I blogged previously about how the Missouri Senate had banned teachers contacting students through unapproved channels (like corresponding with them via personal email accounts not supervised by schools, or friending them on Facebook).
The law was problematic for a variety of reasons, but one thing that concerned me was the liklihood of a teacher violating it unintentionally given the ubiquity of electronically-mediated communication in everyday life.
For example; most smartphones allow users to send email from multiple email accounts with one selected as the default – I’ve frequently sent emails from an address I didn’t intend to as I hastily responded to a pressing question or request. That simple, innocuous act could put a Teacher’s employment in jeopardy. Similarly, a teacher “liking” a page for something like the Harry Potter books could also put them at risk of violating the law in the event any of their students were also fans of the same page.

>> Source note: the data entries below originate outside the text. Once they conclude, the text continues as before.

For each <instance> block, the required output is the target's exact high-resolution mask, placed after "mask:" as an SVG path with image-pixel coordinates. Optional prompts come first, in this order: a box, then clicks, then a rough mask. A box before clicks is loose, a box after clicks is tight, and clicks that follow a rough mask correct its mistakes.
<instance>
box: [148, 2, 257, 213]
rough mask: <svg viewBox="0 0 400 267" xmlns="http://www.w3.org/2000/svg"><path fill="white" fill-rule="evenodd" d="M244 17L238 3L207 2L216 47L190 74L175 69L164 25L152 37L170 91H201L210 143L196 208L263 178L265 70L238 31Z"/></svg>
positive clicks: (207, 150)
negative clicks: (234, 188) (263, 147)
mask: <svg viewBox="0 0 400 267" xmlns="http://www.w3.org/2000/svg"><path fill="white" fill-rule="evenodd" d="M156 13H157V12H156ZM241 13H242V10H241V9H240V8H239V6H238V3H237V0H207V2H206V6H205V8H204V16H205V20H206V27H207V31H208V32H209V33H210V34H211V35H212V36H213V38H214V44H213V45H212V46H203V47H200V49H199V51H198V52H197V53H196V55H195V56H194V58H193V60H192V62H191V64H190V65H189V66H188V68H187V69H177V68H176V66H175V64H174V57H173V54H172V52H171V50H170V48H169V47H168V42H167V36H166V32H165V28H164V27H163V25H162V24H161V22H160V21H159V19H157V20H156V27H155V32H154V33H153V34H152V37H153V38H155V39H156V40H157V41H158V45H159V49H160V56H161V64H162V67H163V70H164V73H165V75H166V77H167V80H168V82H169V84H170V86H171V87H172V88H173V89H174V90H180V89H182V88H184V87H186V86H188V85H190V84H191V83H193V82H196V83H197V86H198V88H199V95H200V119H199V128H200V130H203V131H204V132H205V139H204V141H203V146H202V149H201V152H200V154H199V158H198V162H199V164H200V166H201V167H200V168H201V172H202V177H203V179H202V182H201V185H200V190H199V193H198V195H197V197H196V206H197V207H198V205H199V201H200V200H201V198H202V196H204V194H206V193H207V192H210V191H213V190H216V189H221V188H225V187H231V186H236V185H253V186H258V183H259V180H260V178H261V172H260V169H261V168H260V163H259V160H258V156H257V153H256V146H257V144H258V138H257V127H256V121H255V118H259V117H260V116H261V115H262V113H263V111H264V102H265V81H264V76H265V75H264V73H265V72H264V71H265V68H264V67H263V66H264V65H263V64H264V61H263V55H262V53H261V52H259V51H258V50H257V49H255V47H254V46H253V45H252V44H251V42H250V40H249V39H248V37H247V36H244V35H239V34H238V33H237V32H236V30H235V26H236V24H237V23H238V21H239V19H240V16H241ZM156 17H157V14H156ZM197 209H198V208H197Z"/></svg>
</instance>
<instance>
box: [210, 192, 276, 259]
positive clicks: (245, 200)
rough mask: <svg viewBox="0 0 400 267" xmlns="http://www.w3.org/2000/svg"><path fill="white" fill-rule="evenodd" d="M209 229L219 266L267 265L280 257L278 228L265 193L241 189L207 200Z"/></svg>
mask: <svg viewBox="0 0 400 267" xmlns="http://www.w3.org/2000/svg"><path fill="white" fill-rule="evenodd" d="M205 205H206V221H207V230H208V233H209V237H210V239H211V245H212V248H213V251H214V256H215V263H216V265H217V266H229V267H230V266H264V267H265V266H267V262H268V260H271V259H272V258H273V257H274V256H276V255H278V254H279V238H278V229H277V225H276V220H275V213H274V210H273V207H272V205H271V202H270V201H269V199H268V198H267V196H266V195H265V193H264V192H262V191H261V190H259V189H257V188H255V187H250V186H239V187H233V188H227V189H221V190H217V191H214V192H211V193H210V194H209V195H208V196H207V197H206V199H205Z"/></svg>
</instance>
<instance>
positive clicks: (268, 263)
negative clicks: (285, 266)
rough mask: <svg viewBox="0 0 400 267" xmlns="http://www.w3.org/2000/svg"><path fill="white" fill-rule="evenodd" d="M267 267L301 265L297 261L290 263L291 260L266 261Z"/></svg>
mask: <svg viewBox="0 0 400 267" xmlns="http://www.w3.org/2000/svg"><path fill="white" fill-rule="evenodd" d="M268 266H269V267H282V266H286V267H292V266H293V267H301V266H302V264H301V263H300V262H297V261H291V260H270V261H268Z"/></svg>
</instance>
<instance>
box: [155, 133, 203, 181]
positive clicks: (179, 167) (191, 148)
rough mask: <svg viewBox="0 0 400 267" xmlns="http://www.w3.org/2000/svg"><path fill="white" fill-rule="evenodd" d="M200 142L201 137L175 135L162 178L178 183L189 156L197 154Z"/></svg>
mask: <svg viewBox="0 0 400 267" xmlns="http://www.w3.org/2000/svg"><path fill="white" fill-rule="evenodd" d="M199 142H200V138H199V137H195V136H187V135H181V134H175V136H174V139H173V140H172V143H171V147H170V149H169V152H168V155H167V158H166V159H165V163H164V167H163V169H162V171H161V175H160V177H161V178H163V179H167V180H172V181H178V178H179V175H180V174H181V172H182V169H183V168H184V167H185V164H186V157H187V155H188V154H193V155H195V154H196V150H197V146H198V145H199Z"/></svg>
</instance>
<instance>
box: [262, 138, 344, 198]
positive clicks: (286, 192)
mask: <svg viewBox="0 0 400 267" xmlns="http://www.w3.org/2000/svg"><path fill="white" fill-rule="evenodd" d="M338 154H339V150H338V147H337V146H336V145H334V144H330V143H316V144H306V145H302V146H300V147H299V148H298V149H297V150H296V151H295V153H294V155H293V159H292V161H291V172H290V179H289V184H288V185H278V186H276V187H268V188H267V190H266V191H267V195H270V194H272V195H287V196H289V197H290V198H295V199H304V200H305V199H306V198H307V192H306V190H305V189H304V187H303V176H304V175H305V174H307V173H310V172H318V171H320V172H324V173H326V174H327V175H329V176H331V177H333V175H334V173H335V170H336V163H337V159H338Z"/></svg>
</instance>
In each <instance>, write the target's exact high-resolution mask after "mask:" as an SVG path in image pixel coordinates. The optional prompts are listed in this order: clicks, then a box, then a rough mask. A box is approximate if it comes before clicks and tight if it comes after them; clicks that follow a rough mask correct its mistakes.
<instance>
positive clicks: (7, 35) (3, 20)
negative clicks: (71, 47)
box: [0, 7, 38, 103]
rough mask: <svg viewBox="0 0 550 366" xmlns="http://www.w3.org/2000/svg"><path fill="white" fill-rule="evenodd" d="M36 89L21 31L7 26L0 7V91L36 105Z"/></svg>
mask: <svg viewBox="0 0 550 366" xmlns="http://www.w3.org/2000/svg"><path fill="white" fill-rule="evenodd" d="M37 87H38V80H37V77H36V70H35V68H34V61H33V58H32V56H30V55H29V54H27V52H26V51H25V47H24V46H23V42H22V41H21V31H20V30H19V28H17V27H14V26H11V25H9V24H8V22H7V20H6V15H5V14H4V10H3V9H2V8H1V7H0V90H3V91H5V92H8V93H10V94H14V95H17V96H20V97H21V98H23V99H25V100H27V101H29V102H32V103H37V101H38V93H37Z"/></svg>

Kudos to the Missouri Senate for doing the right thing (though it looked as though the overly-broad law was going to be taken to the woodshed by the judiciary anyway):
Missouri Senate lets teachers be Facebook friends with students
By Emil Protalinski | September 15, 2011, 9:43am PDT | ZDNet
“The Missouri State Teachers Association (MSTA) has managed to secure another win in its battle in fighting a new law regarding social networking with students. A repeal of the recently passed law has unanimously passed the Missouri State Senate. […] Beetem found that based upon the evidence, teachers in Missouri use social media as one of their primary forms of communication. He also ordered that under this ruling, teachers cannot be disciplined or suffer adverse consequences for using non-work related social media.” (More)
We should be encouraging teachers to engage students with social media, not setting up barriers. The benefits vastly outweigh the costs; people overall are writing more than ever before as a result of the ease of social media – and with direction from educators this can turn into a powerful tool to improve the literacy of the population.